Si les premiers projets de la jeune chercheuse étaient surtout rétrospectifs, elle compte maintenant suivre les enfants qui fréquentent le Centre mère-enfant Soleil pour effectuer ses prochaines recherches. Pour faire suite à son projet sur l’impact d’un caillot sur le pronostic, la Dre Pelland-Marcotte aimerait prochainement étudier les différences qu’impliquent la présence ou non de symptômes lors d’un épisode de thrombose en suivant l’évolution de l’état de santé de ses jeunes patients. En amont de cette recherche, elle s’affaire à traduire de l’anglais un outil de mesure de complications de la thrombose qui lui sera utile.
« Il reste beaucoup de questions à poser sur le sujet des thromboses pédiatriques, alors je vois large pour les prochaines années! Mais dans un futur proche, j’aimerais arriver à mieux prédire quels enfants sont le plus à risque de thrombose pour mieux prévenir ce problème, ce qui implique de développer de meilleurs outils pour prédire ce risque », conclut la Dre Pelland-Marcotte.
Dre Marie-Claude Pelland-Marcotte
1. Voie centrale : « [… ] tube mince et flexible (cathéter) qu’on met dans une grosse veine au-dessus du cœur. On peut l’insérer dans une veine du cou, du thorax ou du bras. […] Selon le type de cathéter, on peut le laisser en place pendant des semaines, des mois ou des années. » Source : Société canadienne du cancer.

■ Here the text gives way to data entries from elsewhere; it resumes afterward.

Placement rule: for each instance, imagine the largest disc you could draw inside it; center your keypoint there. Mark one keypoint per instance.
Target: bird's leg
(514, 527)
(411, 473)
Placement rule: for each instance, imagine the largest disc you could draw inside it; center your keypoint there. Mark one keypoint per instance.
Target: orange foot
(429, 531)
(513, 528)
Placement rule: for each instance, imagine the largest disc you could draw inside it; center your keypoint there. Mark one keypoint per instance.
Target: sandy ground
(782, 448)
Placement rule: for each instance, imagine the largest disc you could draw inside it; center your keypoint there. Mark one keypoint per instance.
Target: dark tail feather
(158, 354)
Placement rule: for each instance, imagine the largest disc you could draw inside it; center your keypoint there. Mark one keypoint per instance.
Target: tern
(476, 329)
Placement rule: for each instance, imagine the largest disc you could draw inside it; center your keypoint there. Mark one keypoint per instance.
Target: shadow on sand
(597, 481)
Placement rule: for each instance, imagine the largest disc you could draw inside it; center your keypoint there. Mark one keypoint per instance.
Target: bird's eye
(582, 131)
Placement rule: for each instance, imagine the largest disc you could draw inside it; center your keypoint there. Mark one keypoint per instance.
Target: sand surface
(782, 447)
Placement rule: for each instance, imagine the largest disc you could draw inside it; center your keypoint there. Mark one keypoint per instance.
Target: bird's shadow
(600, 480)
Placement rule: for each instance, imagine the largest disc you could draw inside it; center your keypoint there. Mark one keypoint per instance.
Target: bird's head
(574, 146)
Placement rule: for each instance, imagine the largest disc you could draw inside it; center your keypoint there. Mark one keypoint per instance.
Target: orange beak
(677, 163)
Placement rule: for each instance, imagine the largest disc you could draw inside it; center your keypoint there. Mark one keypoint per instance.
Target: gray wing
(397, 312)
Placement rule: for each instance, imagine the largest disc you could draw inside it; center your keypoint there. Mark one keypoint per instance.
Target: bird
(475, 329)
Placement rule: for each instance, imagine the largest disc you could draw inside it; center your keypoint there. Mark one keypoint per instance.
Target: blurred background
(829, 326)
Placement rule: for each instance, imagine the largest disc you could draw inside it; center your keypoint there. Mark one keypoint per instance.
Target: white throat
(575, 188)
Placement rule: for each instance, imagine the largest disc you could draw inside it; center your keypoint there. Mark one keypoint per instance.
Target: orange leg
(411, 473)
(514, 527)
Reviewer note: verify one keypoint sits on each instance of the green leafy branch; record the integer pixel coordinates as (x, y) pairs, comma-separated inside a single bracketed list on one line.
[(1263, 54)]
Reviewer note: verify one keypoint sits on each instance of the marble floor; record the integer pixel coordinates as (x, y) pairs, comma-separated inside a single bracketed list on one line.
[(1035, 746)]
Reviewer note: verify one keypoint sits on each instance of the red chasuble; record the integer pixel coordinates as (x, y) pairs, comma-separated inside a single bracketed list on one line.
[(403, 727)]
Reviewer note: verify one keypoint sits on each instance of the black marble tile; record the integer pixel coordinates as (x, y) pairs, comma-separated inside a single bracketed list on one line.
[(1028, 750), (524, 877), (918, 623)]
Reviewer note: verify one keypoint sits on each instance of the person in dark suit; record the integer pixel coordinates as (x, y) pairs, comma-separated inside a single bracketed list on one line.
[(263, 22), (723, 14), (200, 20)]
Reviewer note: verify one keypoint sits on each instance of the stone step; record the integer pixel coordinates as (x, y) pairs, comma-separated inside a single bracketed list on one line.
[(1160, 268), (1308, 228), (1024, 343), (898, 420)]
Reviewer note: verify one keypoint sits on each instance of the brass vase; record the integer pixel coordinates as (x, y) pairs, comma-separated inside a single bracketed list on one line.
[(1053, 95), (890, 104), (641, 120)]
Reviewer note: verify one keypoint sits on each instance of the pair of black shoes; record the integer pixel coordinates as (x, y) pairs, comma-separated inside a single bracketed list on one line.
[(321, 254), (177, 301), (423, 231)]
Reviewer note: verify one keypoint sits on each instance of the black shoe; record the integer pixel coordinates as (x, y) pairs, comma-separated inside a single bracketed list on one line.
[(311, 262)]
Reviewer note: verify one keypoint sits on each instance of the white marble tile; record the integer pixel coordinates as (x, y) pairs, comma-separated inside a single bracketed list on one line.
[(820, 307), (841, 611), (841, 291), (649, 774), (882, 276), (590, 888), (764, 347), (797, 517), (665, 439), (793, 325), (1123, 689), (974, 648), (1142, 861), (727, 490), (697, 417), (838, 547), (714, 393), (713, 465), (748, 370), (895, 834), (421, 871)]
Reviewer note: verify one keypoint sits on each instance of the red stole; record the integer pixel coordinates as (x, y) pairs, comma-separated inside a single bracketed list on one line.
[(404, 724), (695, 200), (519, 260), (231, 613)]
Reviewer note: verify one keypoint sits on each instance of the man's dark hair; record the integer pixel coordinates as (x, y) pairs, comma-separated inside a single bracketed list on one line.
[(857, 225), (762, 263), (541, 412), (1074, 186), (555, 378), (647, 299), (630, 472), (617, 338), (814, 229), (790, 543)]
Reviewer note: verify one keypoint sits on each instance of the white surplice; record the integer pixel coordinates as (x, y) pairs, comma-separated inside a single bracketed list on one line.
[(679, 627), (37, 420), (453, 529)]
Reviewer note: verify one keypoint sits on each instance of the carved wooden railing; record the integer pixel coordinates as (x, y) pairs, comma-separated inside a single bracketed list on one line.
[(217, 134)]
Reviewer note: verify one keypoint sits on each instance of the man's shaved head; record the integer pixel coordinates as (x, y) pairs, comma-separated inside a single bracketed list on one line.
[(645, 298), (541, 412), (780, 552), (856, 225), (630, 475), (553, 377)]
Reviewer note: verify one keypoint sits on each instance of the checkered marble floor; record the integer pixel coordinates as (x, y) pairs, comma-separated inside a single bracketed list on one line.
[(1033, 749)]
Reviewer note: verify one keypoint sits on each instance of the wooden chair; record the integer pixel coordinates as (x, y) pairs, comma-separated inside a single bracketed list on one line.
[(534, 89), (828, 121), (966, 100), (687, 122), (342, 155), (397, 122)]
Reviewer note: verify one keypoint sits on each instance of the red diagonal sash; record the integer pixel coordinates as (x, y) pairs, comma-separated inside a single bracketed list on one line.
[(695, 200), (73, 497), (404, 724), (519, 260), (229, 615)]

2. ECMO : « L’oxygénation extracorporelle par membrane (ECMO – acronyme anglais d'extracorporeal membrane oxygenation) est une technologie d’assistance cardiorespiratoire extracorporelle temporaire destinée exclusivement à la prise en charge de patients avec une insuffisance respiratoire ou cardiaque grave réfractaire et potentiellement mortelle. » Source : Institut national d’excellence en santé et en services sociaux (INESSS).